You can find below a transcript of this podcast.

Hello and welcome to this podcast from the International Crisis Group. I’m Gabriela Keseberg Dávalos, Senior Communications Officer, and with me on the line from Bogotá is Javier Ciurlizza, ICG Program Director for Latin America and the Caribbean.  We will talk about Crisis Group’s latest report on Guatemala’s international commission against impunity, CICIG. Since it began operations in September 2007, CICIG has brought a degree of hope to a country deeply scarred by post-conflict violence and entrenched impunity. 

Javier, tell us a bit more about the mandate of CICIG please. 

CICIG’s formal mandate is to support and assist domestic justice institutions in the investigation and prosecution of crimes committed by illegal security forces and clandestine security organizations known in Guatemala as CIACS, to identify their structures, operations and financing and ultimately to dismantle them. At the same time, CICIG has sought to strengthen the weak judicial system in order to put an end to impunity, but this is a task made infinitely more difficult by the complex relationship between elements of state institutions, political parties, the private sector and the illegal security forces and clandestine security organizations.

What has the commission achieved so far? 

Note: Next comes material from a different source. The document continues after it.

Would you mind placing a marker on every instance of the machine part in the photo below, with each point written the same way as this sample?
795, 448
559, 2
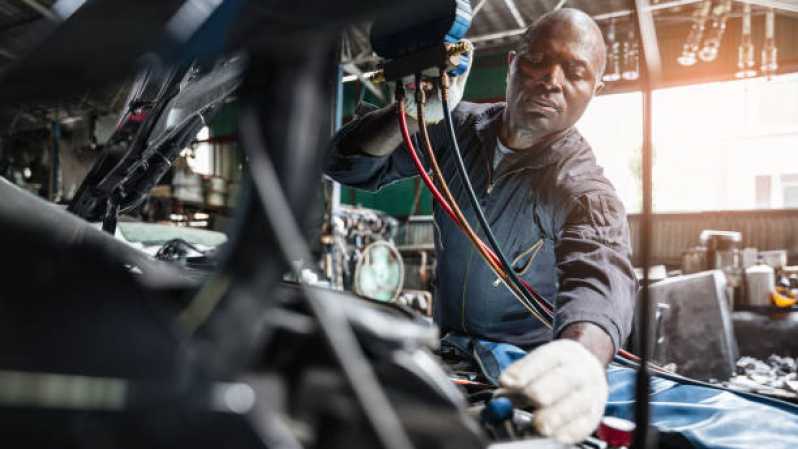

Well, CICIG has had an unprecedented impact on Guatemala’s acute levels of impunity, and we can say that it has precipitated very successful criminal investigations, both as a complementary prosecutor and by providing other kind of support. As a result of its own activities and collaboration with domestic institutions, individual and institutional capacities have been augmented, committed and progressive individuals appointed to positions and the norms and procedures for selection to high-court benches have been improved. In certain cases, we can say that the wall of impunity has been breached, CICIG demonstrating that the rule of law can be applied to all citizens equally and that no one is immune and shall not be immune from investigation and prosecution. A perception is being generated that the legal system can withstand external pressure to its operators. To this extent, CICIG has emboldened and empowered the justice system.
 
And what is still unfulfilled? 

It remains unclear whether CICIG’s impact has established the strategic basis for effectively dismantling the illegal security forces and clandestine security organizations over the long term in Guatemala, which is the commission’s ultimate objective. This is because state institutions in this country are still very weak and, in many cases, infiltrated by CIACS. They are as yet unable, or we can say unwilling, to conduct effective criminal investigations on their own. And, in general, citizens in Guatemala do not yet trust state institutions, as they show by often not denouncing crimes or seeking assistance from the state. A culture of fear prevails, and this is the main problem in Guatemala because there is a strong resistance to reforms by spoilers which remain very profoundly committed with organized crime.
 
What would you say are the most immediate tasks for the commission in the coming years?

The most important task that Guatemala faces is how to transfer the knowledge, the techniques, the information that CICIG has been accumulating in these years into a very well planned strategy for Guatemalan justice institutions. The main challenge for the next two years is how to embed the mandate of CICIG into the culture of Guatemalan institutions, how to make permanent this breach of the wall of impunity.